Ericka Shawndricka Dunbar
BIOGRAPHY
Dr. Ericka Shawndricka Dunbar (she/her/hers) lives in Atlanta, GA, and teaches at Payne Theological Seminary. She received her Ph.D. in Biblical Studies (Old Testament) in May 2020 from Drew University. Her dissertation, entitled “Trafficking Hadassah: An Africana Reading of Collective Trauma, Memory, and Identity in the Book of Esther and the African Diaspora,” is a dialogical cultural study of sexual trafficking in the book of Esther and during the Transatlantic Slave Trade.
ABSTRACT
“Rise to Life: A Syrophoenician Woman Rouses Jesus to Do Public Theology”
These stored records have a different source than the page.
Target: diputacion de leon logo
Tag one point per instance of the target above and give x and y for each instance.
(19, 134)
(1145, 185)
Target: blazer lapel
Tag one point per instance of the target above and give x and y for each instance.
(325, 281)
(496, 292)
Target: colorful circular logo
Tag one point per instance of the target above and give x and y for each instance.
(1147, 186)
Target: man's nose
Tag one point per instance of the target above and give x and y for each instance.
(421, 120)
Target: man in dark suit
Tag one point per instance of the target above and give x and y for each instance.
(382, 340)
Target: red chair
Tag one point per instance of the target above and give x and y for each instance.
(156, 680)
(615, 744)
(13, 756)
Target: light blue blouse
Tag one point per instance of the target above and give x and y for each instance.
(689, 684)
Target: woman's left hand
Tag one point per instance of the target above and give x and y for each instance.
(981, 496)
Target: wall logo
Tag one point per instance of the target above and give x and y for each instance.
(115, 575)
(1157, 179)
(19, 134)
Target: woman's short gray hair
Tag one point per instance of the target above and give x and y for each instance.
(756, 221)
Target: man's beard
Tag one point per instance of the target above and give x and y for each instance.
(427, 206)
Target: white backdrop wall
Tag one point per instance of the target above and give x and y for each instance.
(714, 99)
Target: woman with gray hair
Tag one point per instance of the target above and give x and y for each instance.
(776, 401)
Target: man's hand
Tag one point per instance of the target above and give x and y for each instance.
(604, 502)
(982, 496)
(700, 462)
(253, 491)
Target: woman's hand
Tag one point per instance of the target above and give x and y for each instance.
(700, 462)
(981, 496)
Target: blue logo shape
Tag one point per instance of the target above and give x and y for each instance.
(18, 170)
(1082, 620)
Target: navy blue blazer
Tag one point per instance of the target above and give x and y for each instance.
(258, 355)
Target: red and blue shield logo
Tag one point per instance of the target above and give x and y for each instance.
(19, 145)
Mitzi Smith interprets the story of the Syrophoenician woman in Mark 7:24-30 through a womanist hermeneutical lens of sass, which she defines as a legitimate contextual language of resistance to multiple and interlocking systems of oppression. Smith avers, sass is a “mother tongue”, a subversive, defiant, grown woman’s speech that enables black women to know, seek clarification, or refused to be silenced or dismissed. In this paper, I will build upon Smith’s hermeneutical framing of “sass” and illustrate that the Syrophoenician woman is not solely resisting interlocking systems of oppression but also invites Jesus to do public theology. As a result of this powerful exchange, not only is her daughter granted an opportunity to rise to life but are other gentiles and Jesus himself. The daughter’s physical needs are met; the gentiles are welcomed into God’s reigndom; and Jesus’s god-consciousness is raised by the Syrophoenician mother which enables him to abandon the interlocking demonic forces of ethnic, class, and gender supremacy. In this way, the public theology in which this woman and Jesus engage is one that is inclusive of and concerning the people as a whole.